Mais tout cela pourrait changer en un instant. Les organismes publics travaillent activement depuis plus de six ans à la gestion de la population de carpes asiatiques. Les grands poissons envahissants supplantent les espèces indigènes pour la nourriture et l’espace, et avec des prédateurs naturels limités, ils chassent d’autres populations. Jusqu'à présent, ils ont fait des ravages dans l'Illinois, le Missouri et le Kentucky. Des millions de livres de poissons nagent dans les États du Midwest. Le gouvernement fédéral déploie beaucoup d'efforts pour empêcher le poisson de pénétrer dans les Grands Lacs. Actuellement, la plupart des poissons ont été conservés au nord, avec des populations importantes dans les lacs Barkley et Kentucky, le long de la frontière entre le Tennessee et le Kentucky.

Le personnel de la faune du Tennessee surveille ces populations pour s'assurer qu'elles ne se déplacent pas à travers les rivières ni dans le Tennessee. Jusqu'à présent, ils n'ont pas vu se reproduire avec succès.

"La carpe a des exigences spécifiques en matière de ponte. On pourrait penser qu'elle le ferait, mais nous ne l’avons pas encore vu", a déclaré Frank Fiss, responsable des pêcheries de la TWRA. "Nous n'avons pas vu de petits poissons depuis 2015. Nous avons beaucoup à apprendre sur les raisons pour lesquelles ils se reproduisent et ne le frayent pas. Nous ne assistons pas à une fraye active réussie dans le Kentucky. Si nous le faisions, ce serait une conversation totalement différente. Ce serait discutable si nous pouvions le contrôler à ce moment-là. "

Fiss s'est efforcé de résoudre le problème dans le sud-est du Tennessee. De nouvelles réglementations de la pêche ont été mises en place en plus des travaux visant à inciter les pêcheurs commerciaux et à ajouter des barrières anti-bruit.

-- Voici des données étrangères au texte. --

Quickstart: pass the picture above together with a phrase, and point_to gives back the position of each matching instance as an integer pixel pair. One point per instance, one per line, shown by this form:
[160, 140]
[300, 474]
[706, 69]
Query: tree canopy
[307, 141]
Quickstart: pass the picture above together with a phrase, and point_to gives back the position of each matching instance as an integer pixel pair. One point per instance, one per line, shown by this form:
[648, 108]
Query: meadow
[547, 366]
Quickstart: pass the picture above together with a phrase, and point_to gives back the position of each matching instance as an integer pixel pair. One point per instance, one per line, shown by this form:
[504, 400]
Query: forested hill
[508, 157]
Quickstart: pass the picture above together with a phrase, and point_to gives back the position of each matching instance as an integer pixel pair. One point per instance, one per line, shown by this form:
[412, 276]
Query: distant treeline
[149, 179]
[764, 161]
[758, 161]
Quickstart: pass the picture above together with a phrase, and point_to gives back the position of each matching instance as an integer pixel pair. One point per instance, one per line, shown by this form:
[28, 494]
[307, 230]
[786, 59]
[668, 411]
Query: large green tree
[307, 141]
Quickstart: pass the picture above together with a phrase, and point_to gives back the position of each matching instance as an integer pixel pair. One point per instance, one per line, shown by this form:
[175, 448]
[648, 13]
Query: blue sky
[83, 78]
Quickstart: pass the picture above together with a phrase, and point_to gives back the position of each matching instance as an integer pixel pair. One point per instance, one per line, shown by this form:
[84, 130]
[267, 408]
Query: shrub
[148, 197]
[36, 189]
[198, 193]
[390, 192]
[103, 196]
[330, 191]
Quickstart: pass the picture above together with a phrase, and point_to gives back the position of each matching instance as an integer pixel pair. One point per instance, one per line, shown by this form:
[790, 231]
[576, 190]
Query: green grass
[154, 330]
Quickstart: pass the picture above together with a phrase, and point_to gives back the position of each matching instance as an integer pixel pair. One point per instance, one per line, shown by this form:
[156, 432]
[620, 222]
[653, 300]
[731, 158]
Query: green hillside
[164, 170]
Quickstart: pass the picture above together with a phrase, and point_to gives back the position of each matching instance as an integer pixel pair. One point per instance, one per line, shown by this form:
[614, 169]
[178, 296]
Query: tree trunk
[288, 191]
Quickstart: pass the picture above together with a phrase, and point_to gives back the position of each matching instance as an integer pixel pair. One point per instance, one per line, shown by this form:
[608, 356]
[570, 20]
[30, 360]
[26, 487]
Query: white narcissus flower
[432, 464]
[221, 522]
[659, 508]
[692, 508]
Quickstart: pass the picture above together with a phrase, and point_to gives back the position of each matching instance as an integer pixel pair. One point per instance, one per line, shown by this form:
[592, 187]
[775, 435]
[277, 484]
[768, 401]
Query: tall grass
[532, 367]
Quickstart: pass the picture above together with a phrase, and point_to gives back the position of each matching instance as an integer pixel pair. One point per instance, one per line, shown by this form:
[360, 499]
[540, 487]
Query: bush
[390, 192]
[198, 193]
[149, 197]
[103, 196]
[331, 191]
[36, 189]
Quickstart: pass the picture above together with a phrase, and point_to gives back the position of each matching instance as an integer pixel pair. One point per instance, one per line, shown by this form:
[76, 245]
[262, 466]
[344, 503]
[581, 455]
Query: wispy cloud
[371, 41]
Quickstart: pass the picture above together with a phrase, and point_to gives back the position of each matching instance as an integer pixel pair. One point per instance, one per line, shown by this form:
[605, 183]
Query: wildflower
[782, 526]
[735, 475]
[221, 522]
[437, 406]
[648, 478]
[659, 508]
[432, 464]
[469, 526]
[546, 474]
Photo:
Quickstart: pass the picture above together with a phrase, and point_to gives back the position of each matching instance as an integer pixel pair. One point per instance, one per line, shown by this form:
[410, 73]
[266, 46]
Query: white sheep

L’espoir est de trouver un prototype de barrière acoustique dans la construction du barrage du lac Barkley et du barrage dans le sud du Kentucky qui empêchera le poisson de se répandre dans le système de la rivière Tennessee et son écosystème d’eau douce renommé. Il devrait être terminé cette année. Si le mur antibruit fonctionne, les responsables des États demanderont des fonds fédéraux pour construire de nouveaux murs antibruit dans tout l'État, qui coûtent des millions de dollars chacun. Si ce n'est pas le cas, les options sont limitées.

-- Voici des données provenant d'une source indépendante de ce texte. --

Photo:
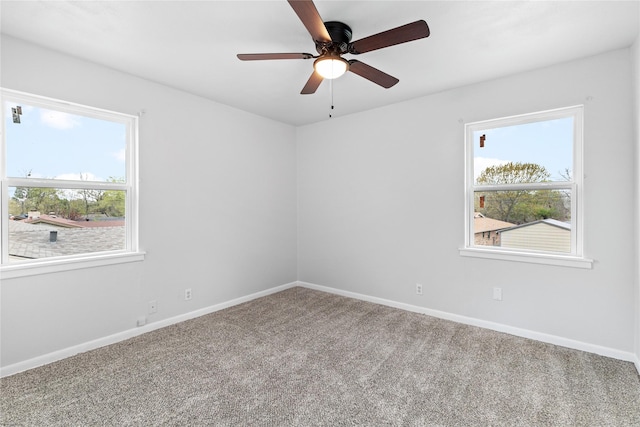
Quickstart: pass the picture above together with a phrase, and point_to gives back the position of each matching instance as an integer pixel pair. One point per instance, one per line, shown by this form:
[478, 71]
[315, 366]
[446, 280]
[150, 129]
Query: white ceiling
[192, 45]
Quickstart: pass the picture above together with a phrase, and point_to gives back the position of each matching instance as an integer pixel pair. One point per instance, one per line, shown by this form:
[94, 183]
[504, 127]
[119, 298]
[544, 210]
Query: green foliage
[521, 206]
[70, 204]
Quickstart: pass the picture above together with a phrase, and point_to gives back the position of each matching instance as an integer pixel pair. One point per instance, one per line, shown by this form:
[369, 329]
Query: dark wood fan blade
[312, 84]
[308, 14]
[263, 56]
[406, 33]
[372, 74]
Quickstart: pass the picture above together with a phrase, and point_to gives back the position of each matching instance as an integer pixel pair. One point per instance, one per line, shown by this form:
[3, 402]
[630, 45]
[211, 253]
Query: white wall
[196, 156]
[381, 206]
[635, 49]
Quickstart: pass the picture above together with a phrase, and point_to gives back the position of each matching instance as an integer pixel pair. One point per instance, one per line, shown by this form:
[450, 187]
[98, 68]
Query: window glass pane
[51, 144]
[51, 222]
[532, 152]
[536, 220]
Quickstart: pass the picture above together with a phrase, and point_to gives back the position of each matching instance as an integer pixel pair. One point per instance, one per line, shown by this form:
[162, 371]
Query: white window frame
[131, 253]
[576, 257]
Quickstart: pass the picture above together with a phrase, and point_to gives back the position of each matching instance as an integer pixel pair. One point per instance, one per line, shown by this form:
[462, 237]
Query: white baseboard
[130, 333]
[525, 333]
[121, 336]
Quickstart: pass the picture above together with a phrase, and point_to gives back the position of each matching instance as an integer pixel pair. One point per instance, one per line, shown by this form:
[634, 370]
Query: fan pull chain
[331, 90]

"La seule autre option est une barrière électrique", a déclaré Fiss. "Cela intéresse les habitants de la région de Chattanooga, mais ils sont très coûteux et dangereux. Vous pouvez vous électrocuter; vous auriez un risque réel à avoir des écluses électriques accessibles à la navigation publique".

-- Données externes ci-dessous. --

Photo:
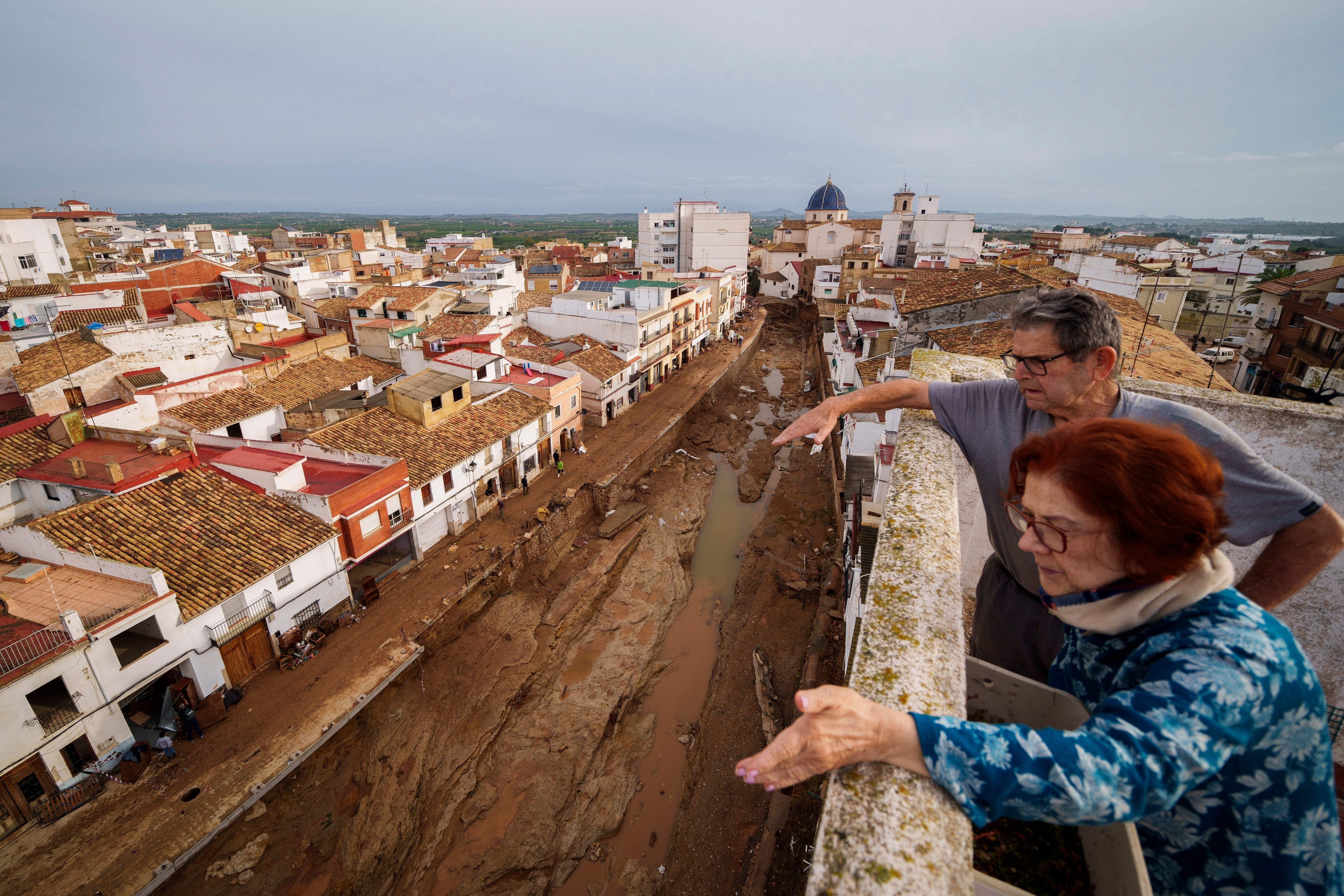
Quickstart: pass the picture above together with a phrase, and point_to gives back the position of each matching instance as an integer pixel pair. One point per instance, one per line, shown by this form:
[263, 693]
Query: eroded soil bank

Certains groupes considèrent que le problème est le plus important auquel est confronté l’écosystème d’eau douce américain. La carpe argentée et la carpe à grosse tête, deux espèces de carpes asiatiques menaçant le Sud-Est, sont capables de manger jusqu'à 40% de leur poids corporel chaque jour et peuvent décimer l'écosystème natif. Des groupes comme la Bass Anglers Sportsman Society, connue sous le nom de B.A.S.S, s’associent aux municipalités locales et aux organismes publics pour éliminer le problème.

"Nous aidons à soutenir la guerre contre la carpe et à lutter contre le problème. Nous avons été l'un des premiers groupes à reconnaître qu'il s'agirait d'un problème économique", Tennessee B.A.S.S. Jake Davis, directeur de la conservation de la nation, a déclaré

L'organisation a recueilli des milliers de dollars pour aider TWRA et d'autres groupes à faire face au problème. Ses membres craignent que le poisson ne modifie l'écosystème, finissant par détruire le tourisme et les opportunités économiques sur lesquels les villes situées le long du fleuve, comme Dayton, dans le Tennessee, sont tributaires.

"Je pense que c'est extrêmement important pour les communautés rurales du système de la rivière Tennessee qui dépendent du tourisme et de l'argent que l'eau fournit", a déclaré Holbert.